I can’t boast about my own educational achievements. I was an indifferent student, and a dropout at one point in my school career. My mathematical abilities don’t reach much further than adding a restaurant bill – although the same was true of Beethoven. But I don’t really believe we need more mathematical geniuses to invent more apocalyptic computer programs and weapon systems. It’s language that concerns me. Language, not arithmetic, is the thing that makes us human, and the best language we have - I speak without prejudice - is English.
The English language has always been in decline. Scholars have been complaining about it for five hundred years, ever since the translators of the King James Bible finished their masterpiece, and Shakespeare put down his quill and went into retirement. But the decline has speeded up. We seem to be losing our ancient language in several different ways.
Perhaps the least important danger is the collapse of grammar. There have been too many pedantic books about grammar and punctuation in the last few years. Frankly, most of these rules are trivial. If I hesitate over “I” and “me” or “him” and “he,” I can check the grammar book, which says: “Any pronouns that appear in an appositive are assumed to have the same function as the word the appositive refers to.” Fine, I can live with that, whatever it means. But who really cares about fine distinctions between “less” and “fewer,” “that” and “which,” “may” and “might”? Who can figure out “who” and “whom” in the proper case? Not I (or me).

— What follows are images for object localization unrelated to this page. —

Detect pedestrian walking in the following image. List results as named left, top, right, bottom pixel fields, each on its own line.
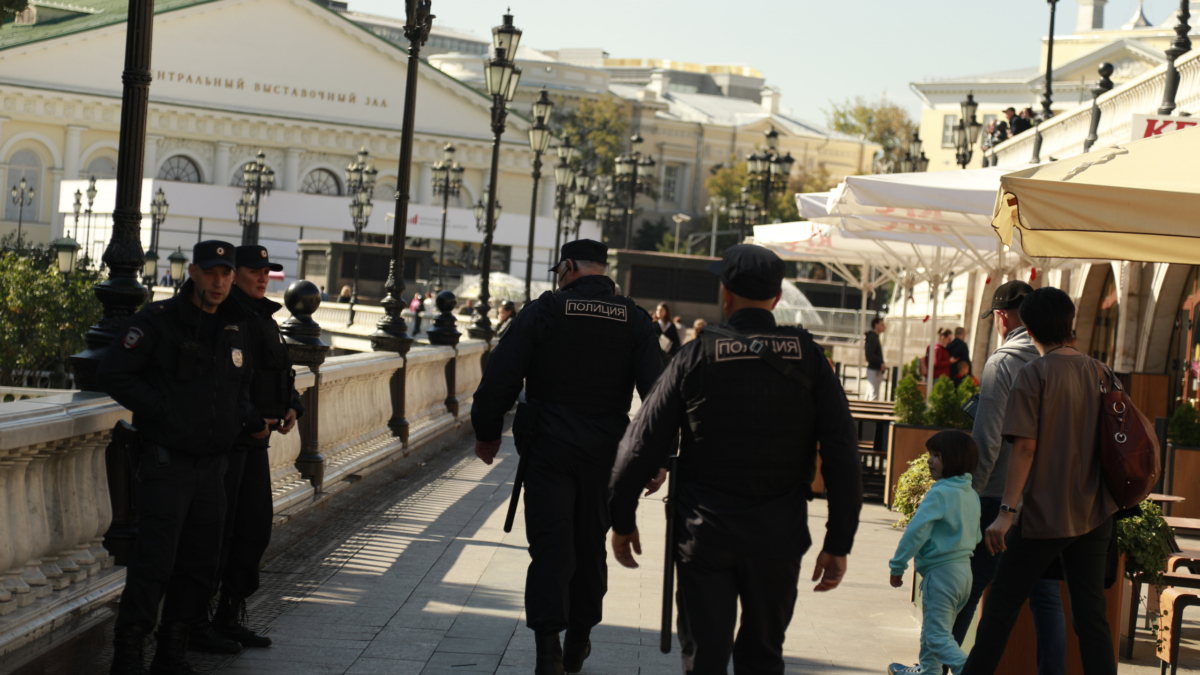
left=609, top=244, right=863, bottom=675
left=410, top=292, right=424, bottom=335
left=98, top=240, right=275, bottom=675
left=495, top=300, right=516, bottom=340
left=887, top=431, right=981, bottom=675
left=653, top=303, right=682, bottom=361
left=471, top=239, right=663, bottom=675
left=951, top=280, right=1066, bottom=675
left=921, top=329, right=953, bottom=380
left=191, top=245, right=303, bottom=653
left=947, top=327, right=970, bottom=366
left=962, top=287, right=1119, bottom=675
left=865, top=317, right=886, bottom=401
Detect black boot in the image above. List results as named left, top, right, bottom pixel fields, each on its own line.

My own education was grammar-free. We had a splendid English teacher, Mr. Thomas. He taught us to appreciate fine literature, which was no easy task in a school for unruly boys. He didn’t teach grammar at all. He believed that grammar was learned by reading good writers and imitating them, not by following a set of rules. [We never parsed a sentence, or discussed the difference between adverbs and adjectives, and we never even suspected the existence of the subjunctive tense, even though it may have been the case that we used it all the time.] So I am not qualified to correct anyone’s English grammar, as long as I can clearly understand what they are trying to say.
There’s the rub, as Shakespeare himself might have pointed out. It’s not grammar but meaning that gets lost as language declines. Whatever the secret of good writing or speaking, it is certainly not grammatical perfection. It is all about the game of words, meanings, metaphors, and mystery. But plain old words are losing their meanings faster than we can reinvent them, in a process of simplification, the infantilization of the language.
I think we all understand perfectly well what’s going on. It’s not the fault of the teachers, who have an incredibly difficult task, or even the students. They are all up against the most powerful enemy of learning ever invented, and it is carried into every classroom – the triumphantly ignorant, irretrievably illiterate, irresistibly entertaining smartphone.